Bölüm-31

9K 564 121
                                    

    Artık ağlama noktasına geldiğimde derin bir nefes alıp Semi'nin odasına attım kendimi.

    "Semii!"

    Ağlak çıkan sesimle birkaç defa seslenmemin ardından derin bir nefes alıp karman çorman olmuş saçlarla kafasını yastığından kaldırıp uykulu gözlerle bana baktı.

   "Canın yine ne çekti oburcuk?"

   Dudağımı ısırıp suçlu bir çocuk gibi ellerimi arkamda birleştirip iki yana sallandım.

    "Açık pastane var mıdır ki?"

    "Ama yani sabahleyin kusmaların akşamleyin aşermelerin dayıcım senin canıma kastın mı var hayır yani sefasını Ali denen zırtapoz sürdü de cefasını neden ben çekiyorum yarabbim!" Ardından üzgün bakışlarıma daha fazla dayanamadığı için kalkıp dolaptan bir hırka çıkardı.

    "İstediğin özel bir şey var mı yoksa ortaya karışık bulduğum her şeyi alayım mı?"

    Bu düşünceyle gözlerim parladı ve sulanan ağzımla bir süre konuşamadım. Bu halimi görünce gülüp kafasını iki yana salladı.

    "Aldım ben cevabımı. En kısa sürede halletmeye çalışacağım çay koy sende bari."

   O iğrenç günün üzerinden üç ay geçmişti. Düşünmemek için her şeyimle uğraş veriyordum. Kuzenlerim de o anı tekrar yaşamamam için uğraşıyordu. Yalnız olmadığım zamanlarda pek zorlanmıyordum ama yalnız olduğumda güçlü bir anne olmam gerektiğini sürekli kendime hatırlatmam gerekiyordu.

    Mutfak masasında oturmuş gözlerim bir noktaya dalmış boş boş bakarken beynimin arkasından sinsice süzülen düşüncelerle nefesim sıkıştı. Acaba şuan ne yapıyordu? Aradan çıktığım için Sinemle gününü gün ediyor muydu? Ediyordu tabii! Ben hayatındayken bile bundan uzak durmayan adamı yokluğum mu durduracaktı?!

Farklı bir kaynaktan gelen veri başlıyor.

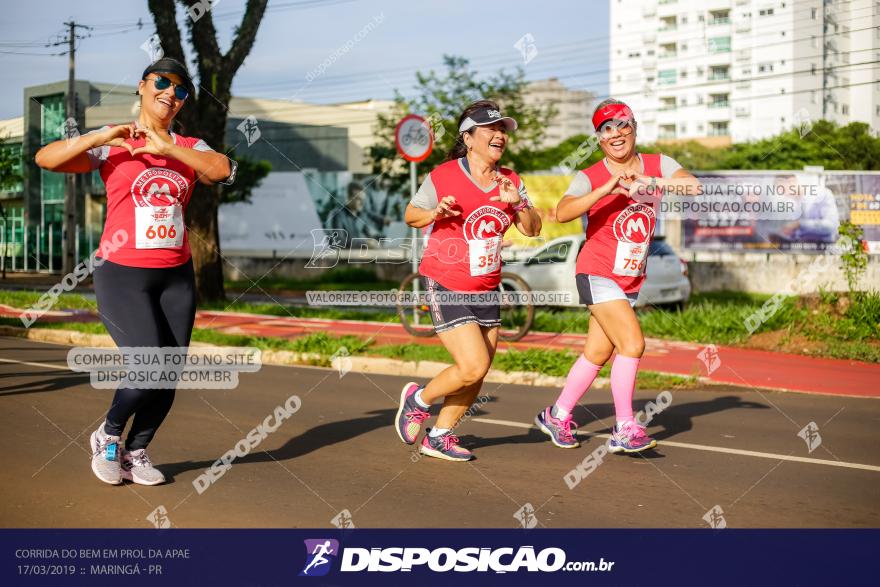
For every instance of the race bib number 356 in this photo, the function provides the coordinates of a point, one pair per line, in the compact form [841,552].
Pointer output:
[485,255]
[159,227]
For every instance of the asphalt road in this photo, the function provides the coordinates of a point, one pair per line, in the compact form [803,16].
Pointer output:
[732,448]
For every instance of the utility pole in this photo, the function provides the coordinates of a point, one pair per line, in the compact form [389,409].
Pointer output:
[824,60]
[69,129]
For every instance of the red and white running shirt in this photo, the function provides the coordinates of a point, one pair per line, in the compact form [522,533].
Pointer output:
[146,197]
[464,252]
[619,229]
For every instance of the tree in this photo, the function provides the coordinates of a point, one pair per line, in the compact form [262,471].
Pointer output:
[824,143]
[440,98]
[10,160]
[204,114]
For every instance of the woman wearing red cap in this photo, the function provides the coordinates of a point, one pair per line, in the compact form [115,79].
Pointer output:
[145,285]
[618,195]
[469,201]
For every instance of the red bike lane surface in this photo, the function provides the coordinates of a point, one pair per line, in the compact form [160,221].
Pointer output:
[722,364]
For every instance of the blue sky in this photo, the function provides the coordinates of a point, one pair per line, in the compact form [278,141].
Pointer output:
[406,36]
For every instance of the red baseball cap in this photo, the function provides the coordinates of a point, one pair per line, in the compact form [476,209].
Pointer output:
[620,112]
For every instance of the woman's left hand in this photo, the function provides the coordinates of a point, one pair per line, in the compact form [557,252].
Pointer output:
[507,190]
[640,190]
[154,145]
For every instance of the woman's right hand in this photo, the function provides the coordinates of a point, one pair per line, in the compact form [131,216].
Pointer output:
[116,136]
[444,208]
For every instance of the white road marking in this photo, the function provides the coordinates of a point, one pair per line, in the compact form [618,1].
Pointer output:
[721,449]
[29,364]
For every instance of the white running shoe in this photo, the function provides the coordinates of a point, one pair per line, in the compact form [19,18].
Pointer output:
[106,456]
[137,467]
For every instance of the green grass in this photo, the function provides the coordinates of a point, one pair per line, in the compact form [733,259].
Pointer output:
[709,318]
[273,309]
[27,298]
[846,327]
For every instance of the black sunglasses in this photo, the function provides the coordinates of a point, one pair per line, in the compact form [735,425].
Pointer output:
[163,83]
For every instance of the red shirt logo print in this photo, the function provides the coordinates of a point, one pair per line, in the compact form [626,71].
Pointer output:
[635,224]
[485,222]
[159,186]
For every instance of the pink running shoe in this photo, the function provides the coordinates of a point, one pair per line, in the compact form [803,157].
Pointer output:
[410,414]
[444,446]
[630,438]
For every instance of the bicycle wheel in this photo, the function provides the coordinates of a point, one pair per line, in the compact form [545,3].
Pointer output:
[516,318]
[415,316]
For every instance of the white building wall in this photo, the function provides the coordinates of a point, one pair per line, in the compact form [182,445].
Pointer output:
[743,69]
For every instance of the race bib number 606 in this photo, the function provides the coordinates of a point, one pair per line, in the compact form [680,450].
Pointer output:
[159,227]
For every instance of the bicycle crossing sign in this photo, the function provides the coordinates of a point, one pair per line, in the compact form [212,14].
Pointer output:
[413,138]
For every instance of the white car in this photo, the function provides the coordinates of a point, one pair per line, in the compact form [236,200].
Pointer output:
[552,268]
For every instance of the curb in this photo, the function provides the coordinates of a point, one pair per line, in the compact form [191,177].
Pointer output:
[375,365]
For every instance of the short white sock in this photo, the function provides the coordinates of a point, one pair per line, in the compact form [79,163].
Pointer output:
[420,401]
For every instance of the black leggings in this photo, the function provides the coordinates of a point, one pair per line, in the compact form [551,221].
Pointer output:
[144,307]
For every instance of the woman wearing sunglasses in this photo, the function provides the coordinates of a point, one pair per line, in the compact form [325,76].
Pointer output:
[146,287]
[469,202]
[618,195]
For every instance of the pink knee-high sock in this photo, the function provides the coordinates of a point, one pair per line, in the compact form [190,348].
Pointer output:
[623,384]
[579,379]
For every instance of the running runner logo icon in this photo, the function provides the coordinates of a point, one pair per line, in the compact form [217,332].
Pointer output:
[159,186]
[635,224]
[485,222]
[320,553]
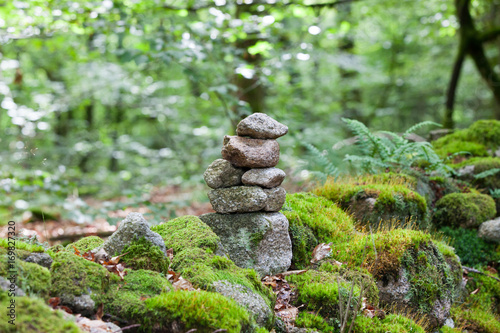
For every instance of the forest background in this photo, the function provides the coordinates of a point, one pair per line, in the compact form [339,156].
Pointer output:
[104,103]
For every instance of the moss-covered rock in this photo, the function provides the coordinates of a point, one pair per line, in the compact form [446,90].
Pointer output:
[187,232]
[393,323]
[142,254]
[376,203]
[180,311]
[466,210]
[80,283]
[32,278]
[33,315]
[85,244]
[475,319]
[480,138]
[472,250]
[312,219]
[483,172]
[125,299]
[194,244]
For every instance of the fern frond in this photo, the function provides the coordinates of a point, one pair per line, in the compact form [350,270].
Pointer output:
[418,126]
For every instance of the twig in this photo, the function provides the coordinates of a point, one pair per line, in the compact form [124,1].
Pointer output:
[473,270]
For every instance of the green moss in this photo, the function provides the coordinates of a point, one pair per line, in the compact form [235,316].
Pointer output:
[481,165]
[74,276]
[477,139]
[467,210]
[85,244]
[320,292]
[488,297]
[314,219]
[32,278]
[472,250]
[125,299]
[392,323]
[32,315]
[200,310]
[187,231]
[392,201]
[475,319]
[141,254]
[431,277]
[314,320]
[5,243]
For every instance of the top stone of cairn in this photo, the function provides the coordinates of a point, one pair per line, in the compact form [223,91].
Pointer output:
[261,126]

  Kendi kendimi yememe ramak kala anahtarın kilitte dönme sesiyle silkinip koşarak kapıya gittim. Elleri poşetlerle dolu olan kuzenimi görünce sevinçten çığlık atmamak için dudağımı ısırdım. Bu hamilelik beni iyice dengesiz yapmıştı! Bir şeye katıla katıla gülerken saniyesinde hıçkırarak ağlayabiliyordum ve yanımda bir kadın doğum uzmanı olsa da onun bile çaresiz kaldığı çok fazla an oluyordu.

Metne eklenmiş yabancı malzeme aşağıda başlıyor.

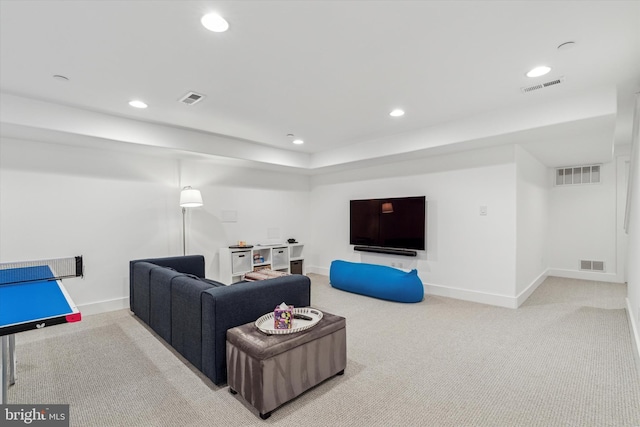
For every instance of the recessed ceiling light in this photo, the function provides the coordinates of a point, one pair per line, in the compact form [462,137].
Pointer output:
[539,71]
[214,22]
[138,104]
[566,45]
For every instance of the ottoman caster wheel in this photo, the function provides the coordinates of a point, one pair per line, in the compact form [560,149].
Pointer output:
[265,416]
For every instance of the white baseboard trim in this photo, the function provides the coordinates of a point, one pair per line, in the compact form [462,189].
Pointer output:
[473,296]
[104,306]
[584,275]
[323,271]
[635,332]
[457,293]
[522,297]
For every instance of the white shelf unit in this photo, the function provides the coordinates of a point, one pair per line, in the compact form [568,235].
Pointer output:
[236,262]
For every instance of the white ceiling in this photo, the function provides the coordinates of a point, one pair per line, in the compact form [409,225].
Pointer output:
[330,72]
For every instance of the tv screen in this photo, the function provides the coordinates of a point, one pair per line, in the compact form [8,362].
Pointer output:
[388,223]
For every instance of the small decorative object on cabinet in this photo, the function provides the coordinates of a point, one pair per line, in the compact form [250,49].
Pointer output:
[235,262]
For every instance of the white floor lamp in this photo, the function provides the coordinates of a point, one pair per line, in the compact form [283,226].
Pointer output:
[189,198]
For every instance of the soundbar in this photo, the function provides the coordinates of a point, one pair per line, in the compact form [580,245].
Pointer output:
[403,252]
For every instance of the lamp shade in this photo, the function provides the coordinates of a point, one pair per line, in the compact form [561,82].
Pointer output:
[190,198]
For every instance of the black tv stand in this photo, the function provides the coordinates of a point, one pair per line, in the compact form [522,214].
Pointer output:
[403,252]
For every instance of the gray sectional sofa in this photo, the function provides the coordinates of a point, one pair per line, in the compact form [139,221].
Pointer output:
[193,314]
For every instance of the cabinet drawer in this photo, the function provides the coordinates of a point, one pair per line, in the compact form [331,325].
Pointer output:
[280,258]
[240,262]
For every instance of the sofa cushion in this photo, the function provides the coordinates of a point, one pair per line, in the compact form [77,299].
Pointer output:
[186,318]
[242,303]
[140,293]
[160,283]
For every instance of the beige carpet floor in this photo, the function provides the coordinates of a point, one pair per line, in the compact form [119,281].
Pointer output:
[562,359]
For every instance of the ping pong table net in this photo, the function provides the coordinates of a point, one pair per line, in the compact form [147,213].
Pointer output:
[35,271]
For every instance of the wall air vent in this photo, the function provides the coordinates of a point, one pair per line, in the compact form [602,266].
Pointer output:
[191,98]
[588,174]
[592,265]
[542,85]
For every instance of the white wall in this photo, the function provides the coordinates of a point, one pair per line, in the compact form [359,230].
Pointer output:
[468,256]
[269,207]
[633,253]
[59,201]
[532,193]
[114,206]
[582,226]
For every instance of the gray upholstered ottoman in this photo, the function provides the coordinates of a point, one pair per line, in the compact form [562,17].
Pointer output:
[269,370]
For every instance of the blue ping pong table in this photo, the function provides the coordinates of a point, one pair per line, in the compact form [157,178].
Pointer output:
[29,305]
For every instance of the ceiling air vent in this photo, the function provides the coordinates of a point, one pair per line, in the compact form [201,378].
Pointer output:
[191,98]
[543,85]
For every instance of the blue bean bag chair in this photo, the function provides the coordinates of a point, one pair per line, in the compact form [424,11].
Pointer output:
[376,281]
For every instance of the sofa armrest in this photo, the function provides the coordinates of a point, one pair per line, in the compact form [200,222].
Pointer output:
[189,264]
[235,305]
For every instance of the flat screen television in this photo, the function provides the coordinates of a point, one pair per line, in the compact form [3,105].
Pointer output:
[397,223]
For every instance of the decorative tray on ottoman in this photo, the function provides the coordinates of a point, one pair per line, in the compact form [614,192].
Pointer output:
[265,323]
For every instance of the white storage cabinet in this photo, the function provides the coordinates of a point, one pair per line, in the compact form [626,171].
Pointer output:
[236,262]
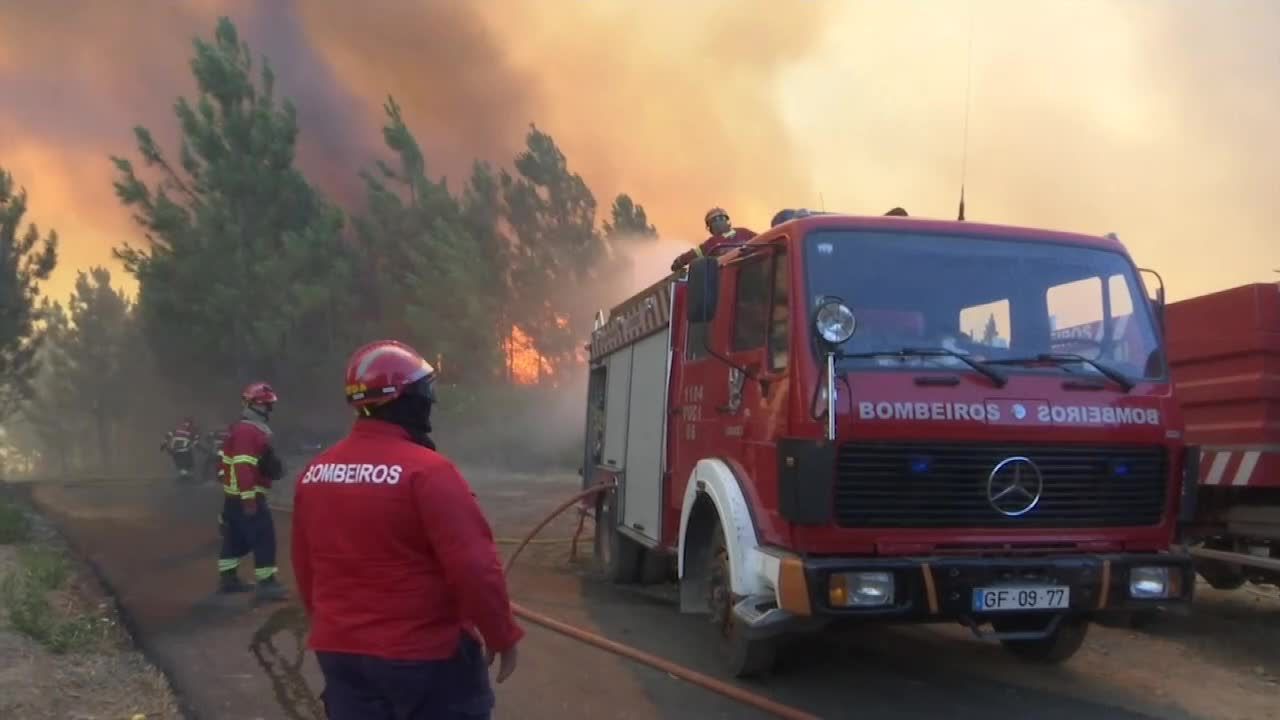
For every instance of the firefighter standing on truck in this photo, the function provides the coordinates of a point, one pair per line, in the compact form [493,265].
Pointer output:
[248,466]
[179,443]
[394,560]
[723,233]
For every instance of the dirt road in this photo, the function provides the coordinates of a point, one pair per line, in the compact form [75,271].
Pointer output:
[155,545]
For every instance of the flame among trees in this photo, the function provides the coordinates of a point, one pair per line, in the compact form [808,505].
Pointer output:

    Birden karşısında beni görünce irkildi.

    "Allah cezanı vermesin! Aklımı aldın Aso!"

   Söylediği tek bir kelimeye odaklanamıyordum çünkü aklım da gözlerim de tek bir yere kitlenmişti. Bunu farkettiği gibi gülerek poşetleri sağa sola gezdirdi. Şuan resmen ben bir kediydim o da eline aldığı ipi sallayıp beni hipnotize eden sahibimdi.

   "Ver artık şunu bak şimdi ağlamaya başlayacağım!" dolu gözlerimden şaka yapmadığımı anlamış olacak ki aceleyle elime tutuşturdu poşetleri.

   "Allahını seversen ağlama bu saatte! Bak sana her çeşit pasta aldım. Allahtan gide gele pastaneciyle arkadaş olduk da her ihtimale karşı ayırıyor sağa sola."

   "Ne dedin şimdi sen bana? Çok mu yiyorsun dedin? Domuz gibi oldun seni doyuramıyoruz mu dedin?"

   Şaşkınlıktan kocaman olmuş gözlerle bana bakarken bir taraftan mutfağa sürükledi.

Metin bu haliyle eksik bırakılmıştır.